You are a person of great influence. If you could inspire a movement that would bring the most amount of good to the most amount of people, what would that be? You never know what your idea can trigger. :-)
During a 2017 shareholder’s meeting, Warren Buffet said, “I don’t know that much about cyber, but I do think that’s the number one problem with mankind.” Here is one article quoting him: https://www.businessinsider.com/warren-buffett-cybersecurity-berkshire-hathaway-meeting-2017-5
Warren Buffet is right. Cyberattacks are an even bigger threat than COVID-19. The COVID-19 crisis will pass. But society depends more on technology every year, and bad guys will keep exploiting vulnerabilities for their own purposes. Millions more people will suffer ransomware attacks, have their identities stolen, their privacy violated, and their homes invaded, until we really do take cybersecurity seriously instead of talking about taking it seriously.

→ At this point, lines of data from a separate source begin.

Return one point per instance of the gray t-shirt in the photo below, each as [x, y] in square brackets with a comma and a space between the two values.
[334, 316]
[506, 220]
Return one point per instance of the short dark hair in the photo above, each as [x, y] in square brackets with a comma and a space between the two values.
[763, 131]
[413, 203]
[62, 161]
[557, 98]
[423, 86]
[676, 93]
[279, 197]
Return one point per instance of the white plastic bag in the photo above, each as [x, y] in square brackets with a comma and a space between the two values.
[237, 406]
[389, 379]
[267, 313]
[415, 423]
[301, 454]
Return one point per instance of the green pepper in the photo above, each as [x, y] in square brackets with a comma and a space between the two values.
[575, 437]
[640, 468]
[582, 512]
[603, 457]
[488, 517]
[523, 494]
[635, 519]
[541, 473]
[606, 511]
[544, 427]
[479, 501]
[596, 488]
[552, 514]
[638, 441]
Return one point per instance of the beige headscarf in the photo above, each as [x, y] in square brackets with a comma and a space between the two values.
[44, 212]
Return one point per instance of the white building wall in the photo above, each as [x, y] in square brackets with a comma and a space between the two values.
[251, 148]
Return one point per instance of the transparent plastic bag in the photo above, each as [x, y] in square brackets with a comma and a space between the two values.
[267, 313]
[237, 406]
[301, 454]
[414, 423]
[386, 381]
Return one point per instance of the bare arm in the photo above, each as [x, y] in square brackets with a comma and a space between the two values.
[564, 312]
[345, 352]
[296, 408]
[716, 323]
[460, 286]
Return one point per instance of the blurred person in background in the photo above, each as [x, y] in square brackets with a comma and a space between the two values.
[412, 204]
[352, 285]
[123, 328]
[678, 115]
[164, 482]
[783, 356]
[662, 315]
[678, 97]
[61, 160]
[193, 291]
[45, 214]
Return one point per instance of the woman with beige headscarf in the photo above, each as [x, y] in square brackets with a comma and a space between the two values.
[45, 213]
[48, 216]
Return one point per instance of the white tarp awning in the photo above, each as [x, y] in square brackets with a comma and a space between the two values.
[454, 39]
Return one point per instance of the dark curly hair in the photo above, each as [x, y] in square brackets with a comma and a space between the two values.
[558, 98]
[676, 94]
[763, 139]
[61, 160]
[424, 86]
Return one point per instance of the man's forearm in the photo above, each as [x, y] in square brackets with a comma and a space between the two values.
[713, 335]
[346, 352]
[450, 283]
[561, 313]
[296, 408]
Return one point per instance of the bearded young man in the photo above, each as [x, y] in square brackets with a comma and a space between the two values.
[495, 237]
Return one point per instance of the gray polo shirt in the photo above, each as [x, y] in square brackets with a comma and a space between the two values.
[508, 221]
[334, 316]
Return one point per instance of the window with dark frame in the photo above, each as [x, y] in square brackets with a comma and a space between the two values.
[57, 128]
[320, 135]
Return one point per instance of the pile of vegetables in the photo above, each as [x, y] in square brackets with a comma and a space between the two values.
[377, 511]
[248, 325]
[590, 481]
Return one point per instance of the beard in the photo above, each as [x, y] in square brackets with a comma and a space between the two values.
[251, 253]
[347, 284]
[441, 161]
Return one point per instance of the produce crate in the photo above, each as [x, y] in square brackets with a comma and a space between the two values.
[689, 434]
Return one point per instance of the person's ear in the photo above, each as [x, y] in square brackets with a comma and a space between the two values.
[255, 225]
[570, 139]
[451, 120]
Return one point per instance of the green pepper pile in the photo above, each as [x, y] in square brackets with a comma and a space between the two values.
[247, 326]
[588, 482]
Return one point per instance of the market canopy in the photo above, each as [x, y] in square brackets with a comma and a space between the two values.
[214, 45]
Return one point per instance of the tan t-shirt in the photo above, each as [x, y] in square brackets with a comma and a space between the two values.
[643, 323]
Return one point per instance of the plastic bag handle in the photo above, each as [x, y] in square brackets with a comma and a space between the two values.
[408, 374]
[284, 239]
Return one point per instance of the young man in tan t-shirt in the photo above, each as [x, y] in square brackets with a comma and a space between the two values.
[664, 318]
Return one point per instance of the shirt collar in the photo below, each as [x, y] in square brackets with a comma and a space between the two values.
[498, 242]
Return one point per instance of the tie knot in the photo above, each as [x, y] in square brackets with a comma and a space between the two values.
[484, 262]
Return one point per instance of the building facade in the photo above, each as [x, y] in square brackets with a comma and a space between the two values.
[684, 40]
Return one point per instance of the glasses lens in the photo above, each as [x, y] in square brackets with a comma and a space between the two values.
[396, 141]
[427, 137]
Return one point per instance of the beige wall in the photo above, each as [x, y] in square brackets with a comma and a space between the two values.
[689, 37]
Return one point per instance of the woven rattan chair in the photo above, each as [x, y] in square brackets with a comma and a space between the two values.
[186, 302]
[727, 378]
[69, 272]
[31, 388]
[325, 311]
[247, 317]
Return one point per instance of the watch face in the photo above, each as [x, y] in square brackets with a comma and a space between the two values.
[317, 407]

I would to raise public cybersecurity awareness, so people and business adopt appropriate steps to ensure their own cybersafety. We are all on the front lines of the internet-based information war, and the government cannot fight it on our behalf. That’s why I used fiction to present truth better than the news with “Bullseye Breach” and “Virus Bomb.” Enjoy the fiction, appreciate the threats we all face, and then explore my website for helpful real-world content to defend against it. If enough people adopt the motto, “care and share to be prepared,” and put meat behind it, then we will finally flatten the curve in the cybercrime global pandemic.
How can our readers follow you online?
The best way is via my website, at https://www.dgregscott.com. Be sure to check out the link to my novels. Pick up a copy of Virus Bomb or Bullseye Breach, but don’t start reading until Friday night because you won’t be able to put them down once you start reading. That gives you all weekend to recover from the jet-lag after staying up all night reading.
This was very inspiring. Thank you so much for joining us!